I did a bit more with the example script yesterday. I wanted to see how my sampler script would handle a real challenge, and wanted to work through some of the scaling issues to see how they'd need to be dealt with. So, I fed it a big challenge: Scoble's 860 feed OPML file.
If you've looked at Google's daily API limit of 1000 queries or Yahoo's 5000 and thought "that's a lot", this little experiment will quickly dump ice water over your head. If you actually hit either API for each item in each feed in Scoble's file, you'd use up 2 days worth of Yahoo and 10 days worth of Google's goodwill.
Clearly, some sort of limiting was in order. More on that in a minute. Now, longterm, I don't intend to use this clumsy hit-Yahoo-for-every-item-blindly setup. A real long-term setup would work in a more multi-stage way.
- Harvesting Feeds. Based on the database of feeds from Syndic8 and from uploaded OPML files, just plain fetch all of the content in each feed into a database. No modifications to it, just plain storage. This would, however, include spidering for new feeds and adding them to future harvests.
- Analyzing feeds. First and foremost, any analysis that can be done without limited web-service API's should be prioritized. Look for links between posts that are right there in front of you in the stored data. Build a web of relationships between the feeds and the posts. Do outright summarization keyword analysis. This would NOT be a single pass.
For instance after one pass of outright analysis, you could invoke outside keyword derivation and then use that to train a Bayesian or other statistical model that future new posts could be fed through for "free" analysis.
- Creating views. This is the part that users would be interacting with. Customized HTML or PDF reports, customized RSS feeds, OPML extracts, etc. would all sit here.

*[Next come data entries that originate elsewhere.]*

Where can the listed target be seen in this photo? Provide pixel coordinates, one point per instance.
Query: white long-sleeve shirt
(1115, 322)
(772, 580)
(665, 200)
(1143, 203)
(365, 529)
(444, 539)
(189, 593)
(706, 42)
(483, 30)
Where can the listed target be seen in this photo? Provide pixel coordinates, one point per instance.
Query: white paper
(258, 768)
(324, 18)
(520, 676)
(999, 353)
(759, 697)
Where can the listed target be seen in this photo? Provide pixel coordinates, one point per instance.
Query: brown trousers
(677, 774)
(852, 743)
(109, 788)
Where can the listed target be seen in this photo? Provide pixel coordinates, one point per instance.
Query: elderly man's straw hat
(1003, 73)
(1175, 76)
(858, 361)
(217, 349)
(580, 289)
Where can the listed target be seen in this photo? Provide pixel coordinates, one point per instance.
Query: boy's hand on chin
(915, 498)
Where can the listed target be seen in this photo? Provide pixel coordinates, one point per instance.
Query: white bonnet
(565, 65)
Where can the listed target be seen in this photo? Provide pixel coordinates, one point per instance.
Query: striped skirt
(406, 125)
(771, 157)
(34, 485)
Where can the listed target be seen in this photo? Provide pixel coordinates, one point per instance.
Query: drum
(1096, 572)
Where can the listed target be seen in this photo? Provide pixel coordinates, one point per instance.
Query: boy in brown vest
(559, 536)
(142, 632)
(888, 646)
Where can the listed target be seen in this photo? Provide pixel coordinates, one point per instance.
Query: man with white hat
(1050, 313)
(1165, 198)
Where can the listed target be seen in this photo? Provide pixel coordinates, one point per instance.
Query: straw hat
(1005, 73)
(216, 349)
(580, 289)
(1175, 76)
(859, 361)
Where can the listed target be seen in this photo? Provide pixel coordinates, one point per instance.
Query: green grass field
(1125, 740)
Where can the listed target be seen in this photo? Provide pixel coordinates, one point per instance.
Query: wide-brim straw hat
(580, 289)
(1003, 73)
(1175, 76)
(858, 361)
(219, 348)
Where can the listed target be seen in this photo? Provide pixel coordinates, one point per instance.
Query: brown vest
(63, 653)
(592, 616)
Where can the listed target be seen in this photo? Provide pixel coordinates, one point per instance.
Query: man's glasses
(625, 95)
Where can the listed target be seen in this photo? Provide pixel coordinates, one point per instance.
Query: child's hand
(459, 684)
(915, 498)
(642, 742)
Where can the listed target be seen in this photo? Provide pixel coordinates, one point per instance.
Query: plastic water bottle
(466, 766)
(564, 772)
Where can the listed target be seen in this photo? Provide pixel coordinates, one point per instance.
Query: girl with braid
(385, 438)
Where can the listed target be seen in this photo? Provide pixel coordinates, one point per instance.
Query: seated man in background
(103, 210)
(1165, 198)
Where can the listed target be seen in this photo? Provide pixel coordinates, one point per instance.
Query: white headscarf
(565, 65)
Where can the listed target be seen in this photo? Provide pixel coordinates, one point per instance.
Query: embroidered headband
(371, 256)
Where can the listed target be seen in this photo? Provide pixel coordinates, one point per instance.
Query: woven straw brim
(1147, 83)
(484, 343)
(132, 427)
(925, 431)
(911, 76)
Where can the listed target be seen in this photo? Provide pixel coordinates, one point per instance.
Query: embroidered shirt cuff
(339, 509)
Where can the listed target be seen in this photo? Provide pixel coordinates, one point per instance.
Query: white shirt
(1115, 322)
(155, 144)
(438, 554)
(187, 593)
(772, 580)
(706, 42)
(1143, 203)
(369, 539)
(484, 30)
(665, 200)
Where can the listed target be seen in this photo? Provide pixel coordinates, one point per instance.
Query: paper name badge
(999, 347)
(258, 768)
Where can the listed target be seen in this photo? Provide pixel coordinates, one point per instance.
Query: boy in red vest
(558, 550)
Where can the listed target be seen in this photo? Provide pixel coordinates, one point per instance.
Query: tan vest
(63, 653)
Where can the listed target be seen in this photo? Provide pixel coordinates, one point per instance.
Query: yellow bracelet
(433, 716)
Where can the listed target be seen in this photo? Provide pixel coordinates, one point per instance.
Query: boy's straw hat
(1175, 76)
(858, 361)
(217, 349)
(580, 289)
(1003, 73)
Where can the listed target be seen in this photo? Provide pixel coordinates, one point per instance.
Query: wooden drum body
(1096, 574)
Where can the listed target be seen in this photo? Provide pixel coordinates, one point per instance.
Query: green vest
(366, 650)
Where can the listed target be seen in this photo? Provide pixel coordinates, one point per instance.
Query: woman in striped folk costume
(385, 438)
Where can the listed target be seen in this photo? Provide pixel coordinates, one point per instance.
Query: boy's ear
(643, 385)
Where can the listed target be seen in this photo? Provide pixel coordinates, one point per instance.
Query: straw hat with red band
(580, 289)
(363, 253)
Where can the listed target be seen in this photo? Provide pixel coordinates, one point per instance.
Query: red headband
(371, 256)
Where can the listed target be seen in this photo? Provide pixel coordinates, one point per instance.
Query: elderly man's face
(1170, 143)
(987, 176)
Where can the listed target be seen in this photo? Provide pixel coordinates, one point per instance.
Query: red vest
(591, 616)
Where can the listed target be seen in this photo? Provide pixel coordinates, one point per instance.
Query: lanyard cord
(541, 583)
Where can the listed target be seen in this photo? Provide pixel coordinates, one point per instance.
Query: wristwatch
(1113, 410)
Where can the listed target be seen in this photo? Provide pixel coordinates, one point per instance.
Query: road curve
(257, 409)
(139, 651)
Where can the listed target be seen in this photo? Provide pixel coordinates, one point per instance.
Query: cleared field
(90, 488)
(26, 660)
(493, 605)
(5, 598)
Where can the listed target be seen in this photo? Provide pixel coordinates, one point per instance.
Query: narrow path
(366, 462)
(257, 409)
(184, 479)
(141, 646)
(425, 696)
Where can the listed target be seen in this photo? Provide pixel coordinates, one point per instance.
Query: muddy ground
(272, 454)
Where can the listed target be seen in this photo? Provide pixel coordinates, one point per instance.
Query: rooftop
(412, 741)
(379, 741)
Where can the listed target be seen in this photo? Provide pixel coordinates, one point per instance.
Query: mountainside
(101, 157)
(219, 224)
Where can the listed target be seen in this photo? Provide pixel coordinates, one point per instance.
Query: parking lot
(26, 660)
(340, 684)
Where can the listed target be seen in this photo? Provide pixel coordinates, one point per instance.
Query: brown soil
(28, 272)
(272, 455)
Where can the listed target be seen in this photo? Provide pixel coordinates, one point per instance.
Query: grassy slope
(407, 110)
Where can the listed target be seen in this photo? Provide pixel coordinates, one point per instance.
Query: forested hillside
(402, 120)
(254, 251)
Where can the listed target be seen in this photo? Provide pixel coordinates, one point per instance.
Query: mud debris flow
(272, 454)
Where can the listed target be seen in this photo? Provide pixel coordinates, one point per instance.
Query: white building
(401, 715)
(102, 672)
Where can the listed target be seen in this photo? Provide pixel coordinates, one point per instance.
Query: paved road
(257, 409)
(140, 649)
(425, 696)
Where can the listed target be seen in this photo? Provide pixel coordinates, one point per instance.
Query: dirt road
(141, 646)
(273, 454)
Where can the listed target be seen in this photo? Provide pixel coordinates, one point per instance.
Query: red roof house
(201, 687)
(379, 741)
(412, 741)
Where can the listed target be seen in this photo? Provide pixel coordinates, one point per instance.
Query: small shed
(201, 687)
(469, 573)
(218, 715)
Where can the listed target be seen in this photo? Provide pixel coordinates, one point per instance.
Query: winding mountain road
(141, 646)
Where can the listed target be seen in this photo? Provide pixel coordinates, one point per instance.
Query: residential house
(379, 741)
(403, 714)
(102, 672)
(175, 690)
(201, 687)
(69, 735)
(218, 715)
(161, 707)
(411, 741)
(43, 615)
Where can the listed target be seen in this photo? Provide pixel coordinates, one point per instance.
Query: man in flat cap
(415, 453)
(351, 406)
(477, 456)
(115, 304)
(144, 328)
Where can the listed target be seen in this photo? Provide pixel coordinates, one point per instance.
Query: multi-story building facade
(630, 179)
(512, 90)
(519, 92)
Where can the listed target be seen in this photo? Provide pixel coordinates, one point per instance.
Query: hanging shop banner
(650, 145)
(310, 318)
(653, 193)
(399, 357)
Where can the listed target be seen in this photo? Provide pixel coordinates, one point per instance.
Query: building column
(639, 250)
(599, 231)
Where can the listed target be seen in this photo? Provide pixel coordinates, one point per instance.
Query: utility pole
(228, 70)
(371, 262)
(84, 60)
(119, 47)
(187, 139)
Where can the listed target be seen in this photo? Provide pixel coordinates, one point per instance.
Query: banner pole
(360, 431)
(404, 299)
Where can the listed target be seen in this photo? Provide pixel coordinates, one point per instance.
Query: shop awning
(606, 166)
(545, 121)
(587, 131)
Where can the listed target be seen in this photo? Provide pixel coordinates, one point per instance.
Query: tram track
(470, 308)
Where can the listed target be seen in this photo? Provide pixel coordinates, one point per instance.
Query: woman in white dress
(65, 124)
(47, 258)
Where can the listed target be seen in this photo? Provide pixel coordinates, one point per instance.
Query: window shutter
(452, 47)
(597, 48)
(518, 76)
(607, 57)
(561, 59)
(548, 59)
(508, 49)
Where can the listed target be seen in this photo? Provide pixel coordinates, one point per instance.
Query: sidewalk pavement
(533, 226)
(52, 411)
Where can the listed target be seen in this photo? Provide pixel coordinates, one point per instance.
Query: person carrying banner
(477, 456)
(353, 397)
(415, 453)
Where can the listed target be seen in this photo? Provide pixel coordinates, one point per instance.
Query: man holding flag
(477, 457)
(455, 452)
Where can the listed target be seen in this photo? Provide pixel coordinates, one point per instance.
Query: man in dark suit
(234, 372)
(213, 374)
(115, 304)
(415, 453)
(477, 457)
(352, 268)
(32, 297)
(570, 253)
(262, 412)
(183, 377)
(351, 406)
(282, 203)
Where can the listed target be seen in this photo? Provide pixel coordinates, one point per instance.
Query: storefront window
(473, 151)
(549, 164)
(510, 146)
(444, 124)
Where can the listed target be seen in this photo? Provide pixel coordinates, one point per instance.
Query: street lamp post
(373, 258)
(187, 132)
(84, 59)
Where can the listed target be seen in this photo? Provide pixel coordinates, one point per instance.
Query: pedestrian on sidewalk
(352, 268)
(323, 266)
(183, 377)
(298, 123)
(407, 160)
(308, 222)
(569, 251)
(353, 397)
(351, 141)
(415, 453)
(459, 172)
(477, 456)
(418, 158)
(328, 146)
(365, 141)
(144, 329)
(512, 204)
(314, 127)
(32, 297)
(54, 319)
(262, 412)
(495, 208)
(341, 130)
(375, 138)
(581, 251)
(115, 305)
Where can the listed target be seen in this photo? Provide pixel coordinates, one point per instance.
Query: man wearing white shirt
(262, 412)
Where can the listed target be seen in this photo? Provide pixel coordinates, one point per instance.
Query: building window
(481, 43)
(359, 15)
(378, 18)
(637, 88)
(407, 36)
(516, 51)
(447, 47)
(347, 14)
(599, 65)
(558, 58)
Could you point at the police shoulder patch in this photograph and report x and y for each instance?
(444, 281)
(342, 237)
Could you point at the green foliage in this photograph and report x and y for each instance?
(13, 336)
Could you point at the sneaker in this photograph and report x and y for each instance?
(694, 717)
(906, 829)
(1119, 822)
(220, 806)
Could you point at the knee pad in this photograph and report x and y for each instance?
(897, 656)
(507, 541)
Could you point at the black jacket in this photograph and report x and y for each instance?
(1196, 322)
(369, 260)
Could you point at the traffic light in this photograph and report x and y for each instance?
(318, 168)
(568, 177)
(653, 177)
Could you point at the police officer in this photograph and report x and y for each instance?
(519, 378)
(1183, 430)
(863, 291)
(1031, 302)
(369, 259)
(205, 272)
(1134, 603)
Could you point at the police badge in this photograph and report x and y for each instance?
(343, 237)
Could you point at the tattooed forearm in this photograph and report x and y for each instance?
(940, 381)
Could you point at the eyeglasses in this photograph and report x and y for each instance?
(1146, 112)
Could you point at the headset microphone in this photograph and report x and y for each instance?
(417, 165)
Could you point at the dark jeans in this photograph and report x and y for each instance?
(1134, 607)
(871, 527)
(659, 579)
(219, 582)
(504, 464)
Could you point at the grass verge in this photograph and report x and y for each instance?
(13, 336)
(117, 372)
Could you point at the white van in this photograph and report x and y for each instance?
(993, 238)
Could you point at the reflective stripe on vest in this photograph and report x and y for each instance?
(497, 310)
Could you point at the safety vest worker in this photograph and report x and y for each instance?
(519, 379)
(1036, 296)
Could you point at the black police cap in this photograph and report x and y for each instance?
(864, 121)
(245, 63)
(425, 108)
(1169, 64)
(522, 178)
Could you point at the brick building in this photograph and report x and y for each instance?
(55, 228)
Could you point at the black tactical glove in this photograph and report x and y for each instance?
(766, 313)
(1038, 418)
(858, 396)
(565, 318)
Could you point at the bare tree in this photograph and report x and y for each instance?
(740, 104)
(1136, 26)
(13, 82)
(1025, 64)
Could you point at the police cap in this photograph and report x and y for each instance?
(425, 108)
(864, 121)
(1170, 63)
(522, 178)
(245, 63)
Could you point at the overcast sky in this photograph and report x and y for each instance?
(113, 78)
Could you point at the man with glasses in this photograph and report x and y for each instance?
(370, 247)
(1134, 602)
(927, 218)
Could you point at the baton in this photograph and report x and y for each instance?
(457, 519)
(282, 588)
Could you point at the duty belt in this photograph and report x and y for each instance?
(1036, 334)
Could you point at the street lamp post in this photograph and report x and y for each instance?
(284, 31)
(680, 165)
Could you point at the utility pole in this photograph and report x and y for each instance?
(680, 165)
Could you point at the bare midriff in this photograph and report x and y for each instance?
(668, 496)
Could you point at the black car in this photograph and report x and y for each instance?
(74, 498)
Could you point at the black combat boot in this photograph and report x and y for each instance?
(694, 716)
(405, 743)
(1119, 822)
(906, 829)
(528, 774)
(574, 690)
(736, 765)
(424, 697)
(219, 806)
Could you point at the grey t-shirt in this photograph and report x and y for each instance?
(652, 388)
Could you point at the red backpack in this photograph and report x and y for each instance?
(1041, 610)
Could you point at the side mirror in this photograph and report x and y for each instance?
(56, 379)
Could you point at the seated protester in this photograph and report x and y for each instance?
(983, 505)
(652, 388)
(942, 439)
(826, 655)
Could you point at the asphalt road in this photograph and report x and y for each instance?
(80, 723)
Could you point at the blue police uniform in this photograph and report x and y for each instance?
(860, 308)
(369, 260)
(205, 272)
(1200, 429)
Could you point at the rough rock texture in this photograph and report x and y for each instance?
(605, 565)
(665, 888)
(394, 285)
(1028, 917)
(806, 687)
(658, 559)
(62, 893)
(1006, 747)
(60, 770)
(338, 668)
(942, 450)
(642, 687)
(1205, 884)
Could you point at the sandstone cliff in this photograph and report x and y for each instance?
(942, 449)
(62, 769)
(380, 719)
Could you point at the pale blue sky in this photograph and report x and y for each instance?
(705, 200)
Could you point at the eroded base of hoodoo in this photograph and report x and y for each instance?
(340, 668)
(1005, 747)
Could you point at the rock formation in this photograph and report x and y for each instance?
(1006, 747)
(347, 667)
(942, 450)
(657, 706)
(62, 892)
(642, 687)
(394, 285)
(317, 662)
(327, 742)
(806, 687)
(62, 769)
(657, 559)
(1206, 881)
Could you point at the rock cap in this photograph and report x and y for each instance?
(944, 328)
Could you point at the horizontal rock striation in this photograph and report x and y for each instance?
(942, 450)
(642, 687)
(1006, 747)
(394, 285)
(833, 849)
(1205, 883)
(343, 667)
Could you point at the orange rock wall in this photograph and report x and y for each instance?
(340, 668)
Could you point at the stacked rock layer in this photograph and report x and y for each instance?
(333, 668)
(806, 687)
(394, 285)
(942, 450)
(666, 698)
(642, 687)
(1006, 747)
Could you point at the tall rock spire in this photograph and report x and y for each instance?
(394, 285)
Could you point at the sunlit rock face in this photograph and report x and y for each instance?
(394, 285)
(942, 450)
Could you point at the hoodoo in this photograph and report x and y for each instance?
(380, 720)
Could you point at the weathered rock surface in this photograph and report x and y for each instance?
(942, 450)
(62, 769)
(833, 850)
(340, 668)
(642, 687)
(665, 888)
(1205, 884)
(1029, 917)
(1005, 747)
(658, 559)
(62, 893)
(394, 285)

The thing to note about the view layer is that everyone is going to have different desires of it. The discussion of the OPML sampler experiment proved that theory to me. Lots of people wanted to see "real-time" views to keep on the bleeding edge. Others saw it as a "best of" selected by the internet at large (that's how I saw it). Some wanted it to be yet another "Top 100" list. ALL of these are valid. However, they aren't inherent to the way it works.
In essence, it's nothing more than one view: the most highly linked post from each feed in the Web 2.0 workgroup. The same view has now been applied to Scoble's feeds. This is not the same view as "the most highly ranked items in the OPML list". There are posts in Scoble's feeds that are selected with no incoming links and others with 10's of thousands. Those low ranking items would not show up in the second list but are there as representatives of their respective feeds.
While the views are arguably the most interesting (and what sparks my and most of your interest), the first 2 layers are where the real work needs to happen. I'm going to do the harvesting layer when I next put in time on this. A big pile of data is what it's going to take to make this really powerful and, once set up, can chug away day in and day out.
I'm probably going to use a bunch of the code in Feed on Feeds, though I'm not 100% thrilled with their database structure. But, they've got autodiscovery of feeds, a subscription engine, OPML export, etc. already build into their libraries, making it a pretty tantalizing set of code to base it off of.
At any rate, the current experiment was to make sure that, rather than fetch every item in every feed, I limit it in some way to keep it under the 5000 limit from Yahoo. So, I ran it with the actual Yahoo portion shut off and grabbing every item. The net result was nearly 11,000 items. Only when I pulled it down to the most recent 5 items in each feed did it drop below 5000. So, I ran the final report against that subset.
The output of my first pass is available in HTML format, though the file is HUGE. I'm also dubious of the linkcounts and think it may have messed something up somewhere along the line. Unfortunately, given the API limits, it's going to take several days to make enough passes at it to be sure of what's going on.